Benjamim Pereira, in “Máscaras Portuguesas” 

 

Persona II, técnica mista s/ tela, 100 x 80 cm

“ É notório que as máscaras e os mascarados ainda hoje vivos no mundo popular têm antigas origens culturais. A passagem de uma estação a outra, de um ano ao outro, constituiu, durante largo tempo, um momento de crise e de risco na vida social e cultural; o mundo sobrenatural desencadeava-se e as almas dos defuntos voltavam do outro mundo a castigar ou premiar os vivos. E, durante milénios, grupos de homens ou verdadeiras sociedades cerimoniais, em coincidência com esses períodos de risco, envergavam vestimentas rituais que, representando os demónios e antepassados, garantiam e controlavam as relações entre os vivos e o mundo sobrenatural.”

Niko Kuret, in “Maschera”

 

Persona III, técnica mista s/ tela, 100 x 80 cm

Com estas máscaras de madeira, cortiça, metal ou palha convive a máscara que quotidianamente usamos, voluntária ou involuntariamente, de músculos e pele do rosto. Como todas, oculta e mostra. Quando digo “tira a máscara!” estou a dizer “mostra-te como és!”, mas o que sou é com a máscara ou sem ela? A máscara convoca-nos sempre a nós e aos outros e a subversão pode chegar ao ponto de sermos mais reconhecidos pela máscara que o outro nos atribui, do que por nós próprios.

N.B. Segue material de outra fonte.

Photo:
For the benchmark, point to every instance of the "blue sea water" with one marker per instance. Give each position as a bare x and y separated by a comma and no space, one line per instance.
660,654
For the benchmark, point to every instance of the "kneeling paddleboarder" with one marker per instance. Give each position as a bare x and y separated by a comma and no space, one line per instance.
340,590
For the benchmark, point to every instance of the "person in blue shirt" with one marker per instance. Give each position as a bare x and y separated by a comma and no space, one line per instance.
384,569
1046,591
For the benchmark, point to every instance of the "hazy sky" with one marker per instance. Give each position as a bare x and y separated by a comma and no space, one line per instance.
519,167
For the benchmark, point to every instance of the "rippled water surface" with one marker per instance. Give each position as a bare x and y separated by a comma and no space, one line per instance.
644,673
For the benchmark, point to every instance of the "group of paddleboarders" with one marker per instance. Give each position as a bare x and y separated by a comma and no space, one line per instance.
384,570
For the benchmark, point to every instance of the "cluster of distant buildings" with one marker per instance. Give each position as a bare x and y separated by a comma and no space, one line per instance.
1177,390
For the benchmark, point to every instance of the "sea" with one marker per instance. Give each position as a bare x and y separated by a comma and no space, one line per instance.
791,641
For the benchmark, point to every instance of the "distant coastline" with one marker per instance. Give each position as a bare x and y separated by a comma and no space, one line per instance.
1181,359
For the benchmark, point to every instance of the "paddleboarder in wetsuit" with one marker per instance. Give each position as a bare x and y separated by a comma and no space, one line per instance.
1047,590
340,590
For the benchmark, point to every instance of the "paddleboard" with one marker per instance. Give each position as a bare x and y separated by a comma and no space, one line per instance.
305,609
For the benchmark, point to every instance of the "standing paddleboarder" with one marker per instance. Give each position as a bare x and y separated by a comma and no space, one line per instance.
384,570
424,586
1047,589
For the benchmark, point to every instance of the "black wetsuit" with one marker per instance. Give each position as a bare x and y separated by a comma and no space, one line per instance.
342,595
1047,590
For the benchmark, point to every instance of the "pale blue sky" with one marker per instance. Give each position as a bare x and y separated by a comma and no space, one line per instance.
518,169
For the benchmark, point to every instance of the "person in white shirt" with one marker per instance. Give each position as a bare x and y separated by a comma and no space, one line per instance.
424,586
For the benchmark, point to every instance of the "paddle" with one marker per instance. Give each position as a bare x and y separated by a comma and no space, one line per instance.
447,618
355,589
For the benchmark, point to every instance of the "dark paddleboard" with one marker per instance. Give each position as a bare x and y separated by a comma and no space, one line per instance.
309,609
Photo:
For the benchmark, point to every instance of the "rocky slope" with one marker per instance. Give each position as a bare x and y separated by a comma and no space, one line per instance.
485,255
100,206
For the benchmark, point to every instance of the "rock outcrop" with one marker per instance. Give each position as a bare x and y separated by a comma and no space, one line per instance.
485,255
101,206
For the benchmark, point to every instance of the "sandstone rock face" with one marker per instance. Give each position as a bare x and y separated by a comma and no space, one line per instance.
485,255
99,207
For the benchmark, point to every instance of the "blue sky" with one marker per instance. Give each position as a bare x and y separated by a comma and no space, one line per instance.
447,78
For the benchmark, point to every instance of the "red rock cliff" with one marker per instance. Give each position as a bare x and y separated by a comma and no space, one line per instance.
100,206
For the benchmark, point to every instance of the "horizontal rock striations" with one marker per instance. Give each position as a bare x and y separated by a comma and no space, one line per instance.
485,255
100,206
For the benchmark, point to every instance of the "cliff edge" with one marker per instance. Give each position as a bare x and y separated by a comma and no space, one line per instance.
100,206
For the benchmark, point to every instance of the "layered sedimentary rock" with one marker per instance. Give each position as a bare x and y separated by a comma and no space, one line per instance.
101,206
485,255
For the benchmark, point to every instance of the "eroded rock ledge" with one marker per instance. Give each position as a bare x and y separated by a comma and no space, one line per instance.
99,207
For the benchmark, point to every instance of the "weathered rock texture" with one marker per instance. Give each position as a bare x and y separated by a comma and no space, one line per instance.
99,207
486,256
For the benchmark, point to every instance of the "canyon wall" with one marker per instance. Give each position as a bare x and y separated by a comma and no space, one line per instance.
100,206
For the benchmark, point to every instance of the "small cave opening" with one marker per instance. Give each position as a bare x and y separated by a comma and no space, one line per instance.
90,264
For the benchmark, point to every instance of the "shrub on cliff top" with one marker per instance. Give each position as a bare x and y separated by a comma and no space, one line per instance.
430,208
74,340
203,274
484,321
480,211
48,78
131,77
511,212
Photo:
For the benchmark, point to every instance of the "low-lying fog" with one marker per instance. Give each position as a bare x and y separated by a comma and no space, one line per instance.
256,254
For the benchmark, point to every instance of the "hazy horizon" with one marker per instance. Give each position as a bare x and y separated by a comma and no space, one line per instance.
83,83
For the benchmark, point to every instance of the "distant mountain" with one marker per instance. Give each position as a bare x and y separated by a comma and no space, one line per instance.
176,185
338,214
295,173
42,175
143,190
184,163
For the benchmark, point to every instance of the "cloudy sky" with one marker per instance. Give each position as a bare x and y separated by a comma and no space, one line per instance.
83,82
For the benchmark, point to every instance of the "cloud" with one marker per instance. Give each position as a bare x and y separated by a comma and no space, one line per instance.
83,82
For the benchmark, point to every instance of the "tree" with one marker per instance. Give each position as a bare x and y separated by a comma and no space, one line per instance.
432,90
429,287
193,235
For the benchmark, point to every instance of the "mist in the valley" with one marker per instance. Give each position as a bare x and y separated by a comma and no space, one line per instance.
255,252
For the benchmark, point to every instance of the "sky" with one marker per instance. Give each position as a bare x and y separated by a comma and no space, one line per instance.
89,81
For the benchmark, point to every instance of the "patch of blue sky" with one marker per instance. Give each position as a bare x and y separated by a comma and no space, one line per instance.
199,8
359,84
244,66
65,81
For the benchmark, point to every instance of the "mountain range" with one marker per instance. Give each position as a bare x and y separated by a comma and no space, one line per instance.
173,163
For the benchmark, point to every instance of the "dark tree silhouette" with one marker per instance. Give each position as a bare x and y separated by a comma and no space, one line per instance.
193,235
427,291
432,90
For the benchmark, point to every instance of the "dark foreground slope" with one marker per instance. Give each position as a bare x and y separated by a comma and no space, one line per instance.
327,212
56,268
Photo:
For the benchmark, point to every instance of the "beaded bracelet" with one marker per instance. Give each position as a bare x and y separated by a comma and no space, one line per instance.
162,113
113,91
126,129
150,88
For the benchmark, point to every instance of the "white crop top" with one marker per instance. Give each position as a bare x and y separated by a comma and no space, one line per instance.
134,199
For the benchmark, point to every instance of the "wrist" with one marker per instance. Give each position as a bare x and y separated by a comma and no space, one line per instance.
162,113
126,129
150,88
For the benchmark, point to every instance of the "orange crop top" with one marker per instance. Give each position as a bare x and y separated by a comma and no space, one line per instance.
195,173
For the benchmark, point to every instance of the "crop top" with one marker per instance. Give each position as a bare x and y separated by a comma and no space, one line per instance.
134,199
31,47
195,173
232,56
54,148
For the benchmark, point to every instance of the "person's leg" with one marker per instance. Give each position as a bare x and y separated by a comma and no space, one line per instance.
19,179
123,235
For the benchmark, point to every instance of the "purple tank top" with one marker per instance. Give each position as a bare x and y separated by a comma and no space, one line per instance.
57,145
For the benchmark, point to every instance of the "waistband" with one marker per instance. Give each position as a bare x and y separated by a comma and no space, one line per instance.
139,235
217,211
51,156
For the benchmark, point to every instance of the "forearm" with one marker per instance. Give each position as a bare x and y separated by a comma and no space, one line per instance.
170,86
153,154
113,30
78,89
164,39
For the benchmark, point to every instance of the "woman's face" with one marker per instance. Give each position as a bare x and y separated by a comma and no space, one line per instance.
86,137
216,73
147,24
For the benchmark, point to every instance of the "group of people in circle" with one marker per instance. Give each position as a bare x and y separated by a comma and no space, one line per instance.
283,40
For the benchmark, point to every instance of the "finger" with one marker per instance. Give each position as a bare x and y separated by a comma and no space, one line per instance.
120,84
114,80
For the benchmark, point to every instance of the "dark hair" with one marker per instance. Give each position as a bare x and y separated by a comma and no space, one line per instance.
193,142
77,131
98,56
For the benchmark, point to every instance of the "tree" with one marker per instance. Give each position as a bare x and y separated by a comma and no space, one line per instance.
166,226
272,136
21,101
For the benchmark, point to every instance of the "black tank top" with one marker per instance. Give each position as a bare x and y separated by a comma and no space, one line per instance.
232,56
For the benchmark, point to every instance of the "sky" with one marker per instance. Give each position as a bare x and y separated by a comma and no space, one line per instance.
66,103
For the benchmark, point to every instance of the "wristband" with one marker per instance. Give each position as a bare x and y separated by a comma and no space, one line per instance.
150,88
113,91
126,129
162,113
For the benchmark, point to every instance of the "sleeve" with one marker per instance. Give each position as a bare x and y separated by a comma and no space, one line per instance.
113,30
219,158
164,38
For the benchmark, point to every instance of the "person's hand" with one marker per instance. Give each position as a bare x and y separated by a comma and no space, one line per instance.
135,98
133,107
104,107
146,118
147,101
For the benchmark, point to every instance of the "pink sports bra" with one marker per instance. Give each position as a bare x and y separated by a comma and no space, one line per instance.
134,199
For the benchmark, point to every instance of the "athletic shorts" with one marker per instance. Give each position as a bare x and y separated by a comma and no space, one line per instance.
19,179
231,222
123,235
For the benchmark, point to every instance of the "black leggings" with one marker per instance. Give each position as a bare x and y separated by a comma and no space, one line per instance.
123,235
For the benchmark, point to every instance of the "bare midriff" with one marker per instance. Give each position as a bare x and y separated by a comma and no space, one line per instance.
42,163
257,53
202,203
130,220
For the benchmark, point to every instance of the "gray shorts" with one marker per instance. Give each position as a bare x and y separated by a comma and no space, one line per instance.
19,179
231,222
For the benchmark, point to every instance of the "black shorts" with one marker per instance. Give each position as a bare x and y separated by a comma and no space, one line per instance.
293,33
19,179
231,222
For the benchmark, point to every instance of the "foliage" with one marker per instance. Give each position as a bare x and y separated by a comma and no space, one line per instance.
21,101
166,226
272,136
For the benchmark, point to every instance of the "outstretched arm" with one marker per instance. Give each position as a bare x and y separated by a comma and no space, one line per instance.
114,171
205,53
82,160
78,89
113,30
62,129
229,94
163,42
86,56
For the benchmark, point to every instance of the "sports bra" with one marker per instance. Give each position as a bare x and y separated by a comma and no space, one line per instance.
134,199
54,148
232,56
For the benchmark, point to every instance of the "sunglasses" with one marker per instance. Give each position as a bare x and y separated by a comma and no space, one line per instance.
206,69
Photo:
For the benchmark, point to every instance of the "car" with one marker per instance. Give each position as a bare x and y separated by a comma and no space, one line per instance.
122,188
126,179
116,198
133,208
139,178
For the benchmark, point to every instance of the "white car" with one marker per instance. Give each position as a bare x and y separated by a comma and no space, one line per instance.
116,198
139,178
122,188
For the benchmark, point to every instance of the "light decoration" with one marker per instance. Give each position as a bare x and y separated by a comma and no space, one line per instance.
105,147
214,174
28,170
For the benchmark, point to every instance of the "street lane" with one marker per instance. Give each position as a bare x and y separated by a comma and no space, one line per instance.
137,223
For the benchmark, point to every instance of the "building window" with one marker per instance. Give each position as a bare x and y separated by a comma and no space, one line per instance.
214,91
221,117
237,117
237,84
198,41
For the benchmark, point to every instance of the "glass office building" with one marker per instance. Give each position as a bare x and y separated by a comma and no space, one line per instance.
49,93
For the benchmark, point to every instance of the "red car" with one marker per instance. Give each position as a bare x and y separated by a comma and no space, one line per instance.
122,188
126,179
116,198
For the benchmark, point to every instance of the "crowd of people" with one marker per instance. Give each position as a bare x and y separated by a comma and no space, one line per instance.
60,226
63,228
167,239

Balbina Mendes, novembro de 2015

 

Rosto Máscara, técnica mista s/ telas e madeira, 170 x 170 cm 

Ah quantas máscaras e submáscaras / Usamos sobre a alma! E quando, a gosto, / A alma tira a última das máscaras, / Será que ela conhece o simples rosto? / A vera máscara não está por trás / Mas espreita por ela conivente. / O hábito aceite, sonolento faz /Tudo o que começa consciente. / Como a criança teme a própria face, / A nossa alma, criança também, / Julga ser de outro o rosto em seu disfarce / E um mundo lhe vem de se enganar; / E até o pensar uma máscara tem / Quando quer a alma desmascarar.

Fernando Pessoa, in “Poesia inglesa”, trad. Luísa Freire 

 

Máscaras, Mitos e Ritos V, serigrafia e pintura s/ papel, 48,2 x 38 cm

“O mascarado ativo tornou-se, pela sua metamorfose, num ser duma ordem superior e, por isso mesmo, goza de uma força e de uma liberdade sem paralelo. Elevou-se acima de toda a lei humana; para ele apenas é válido o direito dos espíritos, que o tornam um possesso sagrado, libertando-o de todos os entraves, dando-lhe a faculdade de destruir e castigar, de ajuizar e denunciar, de tocar e de acariciar segundo a sua vontade. Para ele, tudo aquilo que, em tempo ordinário, é interdito, e deve ser interdito, é então permitido”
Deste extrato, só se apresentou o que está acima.